In October 1900, a rededication ceremony after the column's restoration brought together speakers from several of Montreal's communities. Louis Francois Georges Baby, descended from an old French-Canadian family, reminded the audience that both British and French citizens had raised the monument together. Henri Cesaire Saint-Pierre went further, claiming that the original idea had actually been French-Canadian -- a creative reinterpretation of Samuel Gerrard's Anglo-Irish origins. Saint-Pierre declared that the monument stood as a lesson for "duty performed," irrespective of nationality. Judge Curran spoke for the Irish community; Lord Strathcona represented the Scots.

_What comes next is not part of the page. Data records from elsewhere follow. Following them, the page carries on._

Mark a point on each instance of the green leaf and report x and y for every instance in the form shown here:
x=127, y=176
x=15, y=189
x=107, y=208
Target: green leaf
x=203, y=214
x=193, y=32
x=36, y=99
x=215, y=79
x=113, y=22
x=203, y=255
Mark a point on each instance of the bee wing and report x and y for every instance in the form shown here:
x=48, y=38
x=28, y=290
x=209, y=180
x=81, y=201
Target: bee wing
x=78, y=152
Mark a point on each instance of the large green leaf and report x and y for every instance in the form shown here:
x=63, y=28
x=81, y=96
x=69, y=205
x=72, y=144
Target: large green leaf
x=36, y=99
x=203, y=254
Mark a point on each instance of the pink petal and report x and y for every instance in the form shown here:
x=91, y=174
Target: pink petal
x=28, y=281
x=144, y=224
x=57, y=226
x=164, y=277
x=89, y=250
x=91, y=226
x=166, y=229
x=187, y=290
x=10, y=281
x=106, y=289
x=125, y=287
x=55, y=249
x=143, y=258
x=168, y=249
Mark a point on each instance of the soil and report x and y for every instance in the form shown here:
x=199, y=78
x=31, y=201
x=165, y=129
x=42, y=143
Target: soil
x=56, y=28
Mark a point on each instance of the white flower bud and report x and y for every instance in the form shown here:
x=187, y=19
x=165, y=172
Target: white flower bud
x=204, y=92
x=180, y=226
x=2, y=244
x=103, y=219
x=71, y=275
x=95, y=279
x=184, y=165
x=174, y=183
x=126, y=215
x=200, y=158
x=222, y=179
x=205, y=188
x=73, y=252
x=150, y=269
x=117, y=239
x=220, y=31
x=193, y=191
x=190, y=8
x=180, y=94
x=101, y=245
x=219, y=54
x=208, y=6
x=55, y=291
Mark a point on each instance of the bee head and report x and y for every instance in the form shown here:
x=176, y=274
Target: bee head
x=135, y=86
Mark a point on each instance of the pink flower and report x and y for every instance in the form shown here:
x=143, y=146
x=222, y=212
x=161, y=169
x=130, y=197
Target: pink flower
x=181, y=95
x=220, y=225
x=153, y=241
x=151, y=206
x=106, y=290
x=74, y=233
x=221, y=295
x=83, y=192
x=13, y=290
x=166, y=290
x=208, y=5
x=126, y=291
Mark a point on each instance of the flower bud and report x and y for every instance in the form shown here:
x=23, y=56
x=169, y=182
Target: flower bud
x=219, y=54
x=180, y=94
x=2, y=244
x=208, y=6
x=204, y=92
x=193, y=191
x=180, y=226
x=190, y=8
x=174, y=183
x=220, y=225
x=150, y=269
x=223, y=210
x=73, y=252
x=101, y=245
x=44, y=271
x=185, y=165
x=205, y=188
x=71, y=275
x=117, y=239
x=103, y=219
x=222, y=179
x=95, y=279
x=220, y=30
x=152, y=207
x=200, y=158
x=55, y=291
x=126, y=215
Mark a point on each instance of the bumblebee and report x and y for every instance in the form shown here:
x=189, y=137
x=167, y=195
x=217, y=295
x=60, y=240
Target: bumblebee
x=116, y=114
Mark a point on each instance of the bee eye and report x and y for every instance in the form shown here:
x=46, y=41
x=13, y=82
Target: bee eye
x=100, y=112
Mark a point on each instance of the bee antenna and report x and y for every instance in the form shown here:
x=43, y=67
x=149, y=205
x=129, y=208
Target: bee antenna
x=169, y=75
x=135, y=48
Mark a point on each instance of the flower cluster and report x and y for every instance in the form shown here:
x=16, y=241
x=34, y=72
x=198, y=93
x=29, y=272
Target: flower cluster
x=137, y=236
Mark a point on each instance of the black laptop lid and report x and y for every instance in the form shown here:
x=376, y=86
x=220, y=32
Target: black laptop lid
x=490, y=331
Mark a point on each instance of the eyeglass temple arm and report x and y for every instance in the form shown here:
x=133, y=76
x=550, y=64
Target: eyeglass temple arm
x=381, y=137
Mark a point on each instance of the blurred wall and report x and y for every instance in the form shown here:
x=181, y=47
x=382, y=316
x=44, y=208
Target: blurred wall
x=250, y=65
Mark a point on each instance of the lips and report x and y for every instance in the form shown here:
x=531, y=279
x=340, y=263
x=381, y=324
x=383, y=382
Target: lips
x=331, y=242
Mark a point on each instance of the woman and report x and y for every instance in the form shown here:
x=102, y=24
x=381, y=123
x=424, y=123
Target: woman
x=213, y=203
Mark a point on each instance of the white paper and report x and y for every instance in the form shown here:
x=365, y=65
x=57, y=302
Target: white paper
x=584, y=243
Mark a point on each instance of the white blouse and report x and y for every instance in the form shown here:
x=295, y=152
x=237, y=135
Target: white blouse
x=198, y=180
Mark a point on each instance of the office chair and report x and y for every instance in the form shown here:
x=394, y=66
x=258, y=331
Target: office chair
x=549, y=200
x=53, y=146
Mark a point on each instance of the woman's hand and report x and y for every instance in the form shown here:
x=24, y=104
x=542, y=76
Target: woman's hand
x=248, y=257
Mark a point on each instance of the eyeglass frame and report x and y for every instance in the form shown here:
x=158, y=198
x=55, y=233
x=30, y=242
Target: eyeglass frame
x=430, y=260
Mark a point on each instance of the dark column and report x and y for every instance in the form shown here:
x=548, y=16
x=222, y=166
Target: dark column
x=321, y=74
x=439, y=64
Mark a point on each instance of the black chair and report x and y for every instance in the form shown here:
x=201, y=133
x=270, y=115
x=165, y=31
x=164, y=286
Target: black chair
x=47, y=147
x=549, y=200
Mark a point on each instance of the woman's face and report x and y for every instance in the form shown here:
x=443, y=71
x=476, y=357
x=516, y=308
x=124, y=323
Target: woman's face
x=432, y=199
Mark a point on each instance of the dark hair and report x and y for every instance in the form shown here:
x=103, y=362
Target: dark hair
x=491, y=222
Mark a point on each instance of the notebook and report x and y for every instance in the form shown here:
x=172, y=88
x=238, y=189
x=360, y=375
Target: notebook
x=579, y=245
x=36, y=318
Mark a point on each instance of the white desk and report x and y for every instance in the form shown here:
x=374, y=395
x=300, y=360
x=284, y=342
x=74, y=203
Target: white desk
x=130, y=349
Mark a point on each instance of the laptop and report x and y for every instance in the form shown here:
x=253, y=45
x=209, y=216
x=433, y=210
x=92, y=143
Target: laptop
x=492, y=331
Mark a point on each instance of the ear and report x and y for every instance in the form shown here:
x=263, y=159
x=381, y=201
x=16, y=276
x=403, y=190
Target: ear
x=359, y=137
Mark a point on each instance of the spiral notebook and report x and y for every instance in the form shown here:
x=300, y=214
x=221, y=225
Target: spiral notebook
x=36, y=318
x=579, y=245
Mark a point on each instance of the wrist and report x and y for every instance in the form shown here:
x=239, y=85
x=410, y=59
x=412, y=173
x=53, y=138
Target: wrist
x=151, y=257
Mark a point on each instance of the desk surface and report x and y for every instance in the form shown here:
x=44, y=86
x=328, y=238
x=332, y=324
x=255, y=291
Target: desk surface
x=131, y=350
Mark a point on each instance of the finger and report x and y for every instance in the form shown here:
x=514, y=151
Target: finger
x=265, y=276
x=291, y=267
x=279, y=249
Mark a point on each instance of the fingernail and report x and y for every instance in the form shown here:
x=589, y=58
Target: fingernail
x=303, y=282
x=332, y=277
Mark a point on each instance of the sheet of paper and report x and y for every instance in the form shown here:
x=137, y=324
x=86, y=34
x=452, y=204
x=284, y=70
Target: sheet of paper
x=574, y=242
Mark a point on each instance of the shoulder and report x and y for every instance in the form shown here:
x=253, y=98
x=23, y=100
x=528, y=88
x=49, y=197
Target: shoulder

The rededication captured something essential about the column's survival: it endures not because one group claimed it, but because no single group ever fully could. Today the column stands in Place Jacques-Cartier, surrounded by the cobblestones and tourist cafes of Old Montreal. It has outlasted the Dublin pillar it once raced to completion -- Dublin's Nelson's Pillar, also funded by public subscription, was destroyed by Irish republican extremists in 1966. Montreal's column, contested and celebrated in equal measure, still stands.

From the Air

Nelson's Column stands at 45.51N, 73.55W in Place Jacques-Cartier in Old Montreal, near the waterfront. The column itself is too small to spot from high altitude, but Place Jacques-Cartier is identifiable as a wide, sloping cobblestone square running from Notre-Dame Street down to the Old Port. The distinctive dome of Bonsecours Market is immediately east. Montreal/Pierre Elliott Trudeau International Airport (CYUL) is 11 nm west. Montreal/Saint-Hubert Airport (CYHU) is 9 nm southeast. Best viewed at low altitude (1,500-2,000 feet AGL) when circling Old Montreal, with the Jacques Cartier Bridge and Habitat 67 as reference points.